Following retirement, Kimble has worked as a manager and assistant manager within the non-league game for Ebbsfleet United, Aveley, Hemel Hempstead Town, Eastbourne Borough and Maldon & Tiptree.

==Playing career==
===Charlton Athletic===
Left back Kimble started his career at Charlton Athletic alongside his twin brother, Garry Kimble. They both progressed through the youth ranks to make brief appearances in the Charlton first team before the pair of them joined Exeter City on loan and then Cambridge United on free transfers in July 1986.

===Cambridge United===
Alan Kimble went on to play 299 games for United, scoring 24 goals, most of which came from the penalty spot. He played a pivotal part in the club's amazing success in climbing the lower leagues in the early 1990s but left following relegation from (old) Division Two in 1993 after seven years with the club.

===Wimbledon===
Kimble moved to Premier League side Wimbledon for a fee of £175,000 and stayed there for nine years, and was a regular first team player, making 215 league appearances. While in the Wimbledon side, Kimble was known to get to the byline and lump the ball upfield to the strikers. He failed to score a league goal for the club but did net once for them against Huddersfield Town in one of his 25 League Cup games for the club. Wimbledon finished in the top ten of the Premier League three times, and were League Cup semi finalists twice and FA Cup semi finalists once while Kimble played for them, but went down from the Premier League in 2000. He finally left at the end of the 2001-02 season, around the same time that the club's controversial move to Milton Keynes – which eventually resulted in its rebranding as Milton Keynes Dons – was announced.

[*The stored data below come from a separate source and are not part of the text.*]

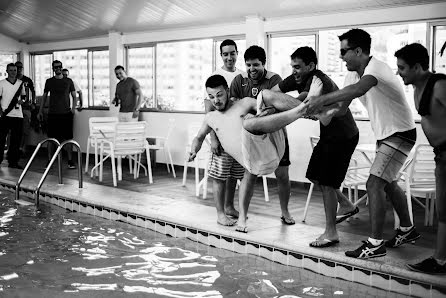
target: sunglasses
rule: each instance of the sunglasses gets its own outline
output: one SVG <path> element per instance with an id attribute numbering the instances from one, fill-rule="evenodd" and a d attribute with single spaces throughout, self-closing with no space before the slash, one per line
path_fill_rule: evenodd
<path id="1" fill-rule="evenodd" d="M 350 50 L 354 50 L 354 49 L 356 49 L 356 48 L 346 48 L 346 49 L 341 49 L 341 50 L 340 50 L 340 52 L 341 52 L 341 56 L 345 56 L 345 54 L 347 54 L 348 51 L 350 51 Z"/>
<path id="2" fill-rule="evenodd" d="M 62 66 L 53 66 L 53 69 L 62 69 Z"/>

===Luton Town and non-League===
After playing at the highest level he left Wimbledon at the end of the 2001–02 season following a brief loan spell at Peterborough United and joined ex-Wimbledon manager Joe Kinnear at Luton Town. He managed only 12 games for Luton before dropping into the Conference National to play for Dagenham & Redbridge where he played a further 22 games to leave him with a total of more than 550 games in his top class career. He later had a brief spell with Heybridge Swifts.

==Managerial career==
He invited by ex-Cambridge teammate Liam Daish to become assistant manager of Gravesend & Northfleet in March 2005.

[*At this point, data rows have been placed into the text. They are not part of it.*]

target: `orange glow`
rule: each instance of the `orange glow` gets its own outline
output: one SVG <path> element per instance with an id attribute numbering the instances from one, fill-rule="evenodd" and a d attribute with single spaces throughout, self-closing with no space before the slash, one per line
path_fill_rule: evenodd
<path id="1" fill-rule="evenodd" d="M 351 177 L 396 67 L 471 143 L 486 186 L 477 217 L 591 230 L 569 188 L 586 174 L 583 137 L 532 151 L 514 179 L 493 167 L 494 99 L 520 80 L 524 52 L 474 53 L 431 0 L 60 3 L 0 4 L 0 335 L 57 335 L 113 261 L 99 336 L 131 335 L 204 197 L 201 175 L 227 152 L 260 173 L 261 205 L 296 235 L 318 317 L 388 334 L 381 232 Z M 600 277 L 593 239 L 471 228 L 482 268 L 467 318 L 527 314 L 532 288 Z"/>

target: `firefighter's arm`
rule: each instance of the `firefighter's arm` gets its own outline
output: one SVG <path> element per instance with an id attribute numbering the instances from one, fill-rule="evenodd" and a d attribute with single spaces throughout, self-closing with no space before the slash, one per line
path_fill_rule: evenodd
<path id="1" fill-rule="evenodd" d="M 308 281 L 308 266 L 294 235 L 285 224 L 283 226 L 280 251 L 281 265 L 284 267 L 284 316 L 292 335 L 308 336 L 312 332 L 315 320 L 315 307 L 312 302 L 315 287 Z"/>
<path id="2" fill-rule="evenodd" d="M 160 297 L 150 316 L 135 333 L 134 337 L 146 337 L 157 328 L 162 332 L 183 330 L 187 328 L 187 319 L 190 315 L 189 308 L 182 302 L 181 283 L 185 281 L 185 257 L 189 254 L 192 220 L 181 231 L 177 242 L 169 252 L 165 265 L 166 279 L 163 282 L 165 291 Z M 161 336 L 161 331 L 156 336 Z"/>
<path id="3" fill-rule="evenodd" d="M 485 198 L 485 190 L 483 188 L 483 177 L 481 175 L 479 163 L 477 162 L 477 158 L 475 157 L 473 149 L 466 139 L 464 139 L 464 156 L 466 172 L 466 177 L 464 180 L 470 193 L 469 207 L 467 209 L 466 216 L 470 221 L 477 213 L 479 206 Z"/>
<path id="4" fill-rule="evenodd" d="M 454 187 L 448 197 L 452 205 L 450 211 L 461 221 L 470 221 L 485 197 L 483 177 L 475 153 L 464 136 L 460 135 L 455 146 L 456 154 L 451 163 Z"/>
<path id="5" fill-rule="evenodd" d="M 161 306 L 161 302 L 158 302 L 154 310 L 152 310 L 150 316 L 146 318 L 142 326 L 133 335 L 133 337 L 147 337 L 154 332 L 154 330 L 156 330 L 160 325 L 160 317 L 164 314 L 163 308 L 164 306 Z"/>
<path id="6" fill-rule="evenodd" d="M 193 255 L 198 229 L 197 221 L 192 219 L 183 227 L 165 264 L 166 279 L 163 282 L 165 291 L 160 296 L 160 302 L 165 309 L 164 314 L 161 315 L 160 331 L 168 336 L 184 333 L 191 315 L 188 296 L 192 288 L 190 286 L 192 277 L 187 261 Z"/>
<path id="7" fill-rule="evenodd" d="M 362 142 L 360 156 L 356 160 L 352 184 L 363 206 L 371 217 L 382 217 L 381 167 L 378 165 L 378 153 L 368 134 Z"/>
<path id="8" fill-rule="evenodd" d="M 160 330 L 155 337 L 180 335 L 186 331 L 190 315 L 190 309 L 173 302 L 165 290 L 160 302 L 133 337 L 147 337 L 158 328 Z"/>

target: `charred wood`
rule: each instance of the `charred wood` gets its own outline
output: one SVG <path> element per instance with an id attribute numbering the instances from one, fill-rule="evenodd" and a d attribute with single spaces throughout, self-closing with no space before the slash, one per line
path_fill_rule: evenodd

In the close season of 2009, due to financial difficulties at the club, Kimble was released from the club now known as Ebbsfleet United.

After leaving Ebbsfleet, Kimble became manager of Isthmian League Premier Division club Aveley in May 2010, with his twin brother Garry as his assistant. After five months in the job, he left Aveley in November for personal reasons before being replaced by Carl Griffiths.
Kimble was assistant manager at Hemel Hempstead Town, before moving on to Eastbourne Borough to take on the same role in February 2012.

In 2014, he became manager of Maldon & Tiptree. He left the club at the end of the 2014–15 season.